En même temps, les plus honnêtes éprouvaient comme un malaise devant la contradiction quotidiennement manifestée entre un parti validé dans l'espace républicain et des controverses et mises en cause qui semblaient sans cesse le traiter comme s'il était de fait interdit.

Mais cela ne gênait pas la plupart des journalistes et des personnalités politiques qui trouvaient leur compte dans ces polémiques qui leur assuraient un gain immédiat, leur donnaient ou redonnaient une fraîcheur éthique et les constituaient comme les remparts farouches d'une démocratie qui à l'oeil nu pourtant tenait fortement sur ses bases.

Cette approche de paresse confortable et d'indignation rentable était largement favorisée par Jean-Marie Le Pen dont les provocations souvent judiciarisées nourrissaient l'hostilité civique et sans doute son penchant profond pour des protestations mais heureusement sans risque de pouvoir. On a pu constater en 2002 comme la honteuse cérémonie démocratique entre les deux tours de l'élection présidentielle l'a plus comblé que révolté.

Marine Le Pen, tenue par une fidélité filiale d'autant plus à respecter à la lettre qu'elle avait fréquemment des fourmis dans l'esprit et des envies de contradiction, a commencé à rendre infiniment plus artificielle la comédie politique et médiatique qui jouait à se faire peur pour nous faire peur - avec le décret jamais élucidé ni argumenté de "la bête immonde" qui se trouvait là et nous menaçait à chaque seconde de son populisme autoritaire.

D'aucuns continuaient à nier qu'une véritable différence existât entre le père et la fille mais le consensus inverse était à la longue dominant. Marine Le Pen a renvoyé aux oubliettes les obsessions nauséabondes et historiques de Jean-Marie et a mis en oeuvre une stratégie redoutable et efficace où le social s'est ajouté à la sécurité et où les peurs et les angoisses diffuses de la société ont trouvé un ancrage et un apaisement ciblés et sommaires. Donc enthousiasmants pour les simples, les modestes, les frustrés, les exclus, les rejetés, les dépossédés, les malheureux et les pourfendeurs d'élites. Tout ce qui est officiel et institutionnel leur est étranger, offensant (lepoint.fr).
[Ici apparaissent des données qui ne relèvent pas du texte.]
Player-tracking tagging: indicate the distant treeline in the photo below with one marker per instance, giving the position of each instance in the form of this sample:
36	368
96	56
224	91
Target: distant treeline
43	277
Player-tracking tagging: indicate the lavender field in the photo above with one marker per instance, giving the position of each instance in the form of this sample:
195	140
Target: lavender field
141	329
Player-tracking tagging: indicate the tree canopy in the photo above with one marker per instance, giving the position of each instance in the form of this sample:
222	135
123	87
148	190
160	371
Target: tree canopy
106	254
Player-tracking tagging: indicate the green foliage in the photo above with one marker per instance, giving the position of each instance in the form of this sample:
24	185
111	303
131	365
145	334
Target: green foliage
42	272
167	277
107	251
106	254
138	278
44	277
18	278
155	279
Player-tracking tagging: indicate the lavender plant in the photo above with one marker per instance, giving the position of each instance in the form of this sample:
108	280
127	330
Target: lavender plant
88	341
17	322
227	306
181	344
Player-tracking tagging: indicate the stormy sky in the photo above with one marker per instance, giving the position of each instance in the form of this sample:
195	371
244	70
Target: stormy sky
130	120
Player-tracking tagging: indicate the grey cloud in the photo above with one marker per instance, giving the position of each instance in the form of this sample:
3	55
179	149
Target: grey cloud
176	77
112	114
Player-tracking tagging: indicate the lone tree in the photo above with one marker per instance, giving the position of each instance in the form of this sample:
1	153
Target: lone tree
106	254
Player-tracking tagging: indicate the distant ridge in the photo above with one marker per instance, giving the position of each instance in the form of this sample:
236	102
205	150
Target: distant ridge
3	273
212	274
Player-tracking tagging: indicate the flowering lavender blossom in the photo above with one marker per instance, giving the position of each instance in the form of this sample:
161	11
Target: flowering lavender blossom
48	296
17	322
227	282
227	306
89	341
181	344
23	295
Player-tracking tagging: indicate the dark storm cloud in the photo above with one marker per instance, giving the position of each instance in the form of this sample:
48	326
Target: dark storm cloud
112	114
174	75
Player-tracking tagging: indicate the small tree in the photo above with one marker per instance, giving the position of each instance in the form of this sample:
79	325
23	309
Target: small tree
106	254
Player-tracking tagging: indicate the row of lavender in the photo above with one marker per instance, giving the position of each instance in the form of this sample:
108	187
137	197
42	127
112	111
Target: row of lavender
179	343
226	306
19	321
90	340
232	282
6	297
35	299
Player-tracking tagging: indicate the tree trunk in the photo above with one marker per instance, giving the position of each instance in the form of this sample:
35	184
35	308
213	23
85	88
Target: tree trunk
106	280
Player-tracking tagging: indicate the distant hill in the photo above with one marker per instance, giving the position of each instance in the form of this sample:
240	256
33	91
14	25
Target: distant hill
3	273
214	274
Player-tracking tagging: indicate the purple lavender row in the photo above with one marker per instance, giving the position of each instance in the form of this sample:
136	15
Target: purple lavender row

Nicolas Sarkozy, qui avait étouffé le FN en 2007, l'a paradoxalement enrichi d'un lustre considérable en 2012 - et durable - en prétendant le combattre mais en pillant son fonds. D'où le résultat impressionnant de Marine Le Pen au premier tour de l'élection présidentielle.

Hénin-Beaumont, l'Oise, enfin Villeneuve-sur-Lot. Des échecs mais des montées pour le FN. Et une espérance pour son candidat de 23 ans en face de l'UMP arrivée de justesse en tête dans la circonscription de Jérôme Cahuzac. Le 23 aura lieu un test capital dont l'issue, si elle est défavorable au parti de Copé, conduira forcément celui-ci à revoir sa stratégie d'ostracisme simpliste. Si elle lui est bénéfique, la révision sera seulement retardée.

Quand la bagatelle de 30 à 40% d'électeurs de gauche se porte dès le premier tour sur le champion du FN, difficile de se voiler l'esprit et la lucidité. Il y a une configuration qui évidemment n'est pas née de la seule déconfiture de Jérôme Cahuzac, contrairement à ce qu'a affirmé le président de la République, mais d'un ensemble de forces, de ressentiment et d'aigreur qui, composites, exploseront sans doute de plus en plus souvent à la face des partis routiniers et classiques. Il suffit pour s'en persuader de relever le nombre de candidats PS ou UMP quittant les structures classiques pour rejoindre le FN dans la perspective des Municipales 2014 (Le Parisien).

Tout est prêt pour une analyse en profondeur de notre tissu républicain, des attentes et des désespoirs du peuple, pour un constat sans démagogie de notre réalité nationale sous toutes ses facettes, de notre éloignement d'une Europe qui s'occupe trop de ce qui nous regarde et, pour ce qui concerne son rôle propre, est bureaucratique, incompréhensible et perçue comme impuissante.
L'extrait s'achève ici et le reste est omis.